Pineta distrutta dai roghi
Fuochi che hanno distrutto, o quantomeno sfigurato, il paesaggio, talvolta come premesso semplicemente incantevole come nel caso della pineta. Un terribile avvenimento che ha fatto esplodere anche la rabbia della gente, in molti casi spaventata perché residente in prossimità dei focolai e in parecchi altri indignata per essersi trovata di fronte a uno scenario inaccettabile. Un forte disappunto immancabilmente espresso via social. Diversi i soggetti messi sul banco degli imputati.
Le responsabilità
A cominciare, e come potrebbe essere altrimenti, dagli inqualificabili piromani definiti alla stregua di assassini senza scrupoli. Al secondo posto, in termini di “imputazione popolare”, ecco però comparire la politica locale che ad avviso di tanti avrebbe trascurato un’emergenza prevedibile in presenza di previsioni meteo arcinote da tempo. Bollettini e dispacci, da interpretare alla stregua di altrettanti urgenti avvisi di condizioni di caldo eccezionale - da record in verità - per almeno dieci giorni nella parte centrale del mese di agosto e anche oltre probabilmente. Un pericolo imminente, insomma.

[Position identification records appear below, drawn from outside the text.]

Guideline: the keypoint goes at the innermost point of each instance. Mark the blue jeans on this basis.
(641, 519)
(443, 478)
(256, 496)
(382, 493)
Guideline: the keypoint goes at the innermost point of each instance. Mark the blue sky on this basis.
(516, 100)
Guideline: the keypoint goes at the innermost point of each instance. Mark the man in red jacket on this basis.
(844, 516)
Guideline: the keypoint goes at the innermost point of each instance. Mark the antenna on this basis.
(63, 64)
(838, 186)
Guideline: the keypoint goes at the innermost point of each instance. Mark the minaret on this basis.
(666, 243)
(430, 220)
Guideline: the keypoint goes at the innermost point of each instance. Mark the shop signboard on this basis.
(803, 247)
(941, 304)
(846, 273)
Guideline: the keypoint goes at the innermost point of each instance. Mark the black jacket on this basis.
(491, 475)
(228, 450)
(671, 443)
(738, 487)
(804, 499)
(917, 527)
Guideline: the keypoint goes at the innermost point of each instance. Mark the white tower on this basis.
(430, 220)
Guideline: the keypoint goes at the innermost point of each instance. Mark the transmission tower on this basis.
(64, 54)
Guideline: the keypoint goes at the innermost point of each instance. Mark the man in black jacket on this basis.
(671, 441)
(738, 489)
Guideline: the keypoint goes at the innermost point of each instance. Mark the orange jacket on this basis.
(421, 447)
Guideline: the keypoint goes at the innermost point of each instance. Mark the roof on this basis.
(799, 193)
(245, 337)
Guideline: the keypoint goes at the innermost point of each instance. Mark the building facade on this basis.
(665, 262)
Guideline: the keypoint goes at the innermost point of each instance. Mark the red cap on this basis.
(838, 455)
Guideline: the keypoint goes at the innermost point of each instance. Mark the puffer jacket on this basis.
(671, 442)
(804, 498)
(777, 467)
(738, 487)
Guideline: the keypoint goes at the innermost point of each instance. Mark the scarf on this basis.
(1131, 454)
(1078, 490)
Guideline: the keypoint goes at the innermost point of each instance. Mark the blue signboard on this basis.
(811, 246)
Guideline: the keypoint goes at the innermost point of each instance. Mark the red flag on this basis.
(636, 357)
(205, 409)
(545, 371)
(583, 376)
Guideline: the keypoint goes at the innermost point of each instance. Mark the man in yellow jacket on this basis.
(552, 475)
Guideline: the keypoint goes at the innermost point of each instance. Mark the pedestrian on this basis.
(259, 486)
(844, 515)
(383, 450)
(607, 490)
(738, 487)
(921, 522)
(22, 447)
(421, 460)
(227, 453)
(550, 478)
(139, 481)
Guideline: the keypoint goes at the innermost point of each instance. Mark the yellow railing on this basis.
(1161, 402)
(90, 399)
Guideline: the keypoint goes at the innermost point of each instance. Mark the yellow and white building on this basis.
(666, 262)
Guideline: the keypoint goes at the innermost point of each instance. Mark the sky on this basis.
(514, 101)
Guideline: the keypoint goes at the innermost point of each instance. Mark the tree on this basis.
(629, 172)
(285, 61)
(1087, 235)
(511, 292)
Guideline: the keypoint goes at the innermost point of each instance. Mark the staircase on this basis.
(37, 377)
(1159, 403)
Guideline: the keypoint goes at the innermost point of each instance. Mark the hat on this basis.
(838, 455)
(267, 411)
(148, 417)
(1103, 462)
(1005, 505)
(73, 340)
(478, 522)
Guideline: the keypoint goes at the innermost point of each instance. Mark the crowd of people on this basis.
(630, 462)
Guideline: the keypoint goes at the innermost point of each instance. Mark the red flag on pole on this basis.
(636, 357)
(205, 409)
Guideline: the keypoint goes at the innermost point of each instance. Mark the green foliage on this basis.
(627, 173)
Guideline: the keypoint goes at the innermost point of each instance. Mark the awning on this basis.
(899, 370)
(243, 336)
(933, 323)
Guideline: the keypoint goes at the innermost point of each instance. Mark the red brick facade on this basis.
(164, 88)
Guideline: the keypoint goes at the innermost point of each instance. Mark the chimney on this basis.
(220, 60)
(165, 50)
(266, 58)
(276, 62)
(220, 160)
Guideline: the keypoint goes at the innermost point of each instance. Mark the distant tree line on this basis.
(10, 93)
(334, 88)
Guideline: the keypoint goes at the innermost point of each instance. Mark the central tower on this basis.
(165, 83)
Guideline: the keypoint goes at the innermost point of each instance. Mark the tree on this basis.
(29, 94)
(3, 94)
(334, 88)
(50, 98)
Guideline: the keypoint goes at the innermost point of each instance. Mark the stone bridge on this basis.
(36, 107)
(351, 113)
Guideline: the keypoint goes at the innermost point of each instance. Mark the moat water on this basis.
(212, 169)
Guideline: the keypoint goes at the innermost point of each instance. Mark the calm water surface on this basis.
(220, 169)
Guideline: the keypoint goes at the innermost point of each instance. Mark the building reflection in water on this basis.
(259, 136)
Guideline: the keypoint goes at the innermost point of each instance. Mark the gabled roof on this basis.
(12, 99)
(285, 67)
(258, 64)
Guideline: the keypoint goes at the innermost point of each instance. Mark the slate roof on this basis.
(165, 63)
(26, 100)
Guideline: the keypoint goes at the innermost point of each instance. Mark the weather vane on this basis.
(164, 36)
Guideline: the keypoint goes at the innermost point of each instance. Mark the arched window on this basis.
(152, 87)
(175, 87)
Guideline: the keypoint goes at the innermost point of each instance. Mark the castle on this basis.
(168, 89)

Un’allerta chiara, che parlava di temperature a cavallo di Ferragosto, e anche prima e dopo, vicine se non addirittura superiori ai 40 gradi con alti tassi di umidità e la possibilità di intense e prolungate folate di vento propagatrici delle fiamme. In sostanza, il quadro perfetto per il divampare di spaventosi incendi, a ‘prescindere dalla loro quasi certa natura dolosa o persino più remota evenienza dell’origine del tutto accidentale dovuta alla cosiddetta autocombustione, che andava in qualche modo prevenuto o arginato con atti mirati. Un compito non facile, ma ritenuto dall’opinione pubblica nient’affatto impossibile.
Le polemiche
Al di là della capacità di prevedere, e in qualche modo attenuare, il devastante effetto del fuoco, la maggior parte delle critiche si è appuntato sulla reazione e quindi i tempi dilatati degli interventi delegati pressoché esclusivamente ai vigili del fuoco, quasi eroici nello svolgere il loro delicato lavoro anche a rischio della vita. Considerato tardivo, in altre parole, il provvedimento di chiedere uomini e mezzi (i famosi Canadair, ad esempio) straordinari e aggiuntivi unicamente al terzo giorno di drammatica situazione ovvero quando c’era poco o nulla da salvare. Una lentezza unanimemente stigmatizzata.
Detto questo, c’è da dare conto anche dell’intervista rilasciata stamani ad Avvenire dall’attuale vicesindaco di Reggio Calabria ed ex presidente del Parco Nazionale dell’Aspromonte (dal 2000 al 2005) Tonino Perna che, pur riferendosi all’area aspromontana da lui conosciuta alla perfezione, ha parlato di prevenzione “esportabile” fatta - con numeri alla mano relativi ad addirittura il 90% dei roghi in meno - mediante il bando di affidamento dei boschi a cooperative e associazioni.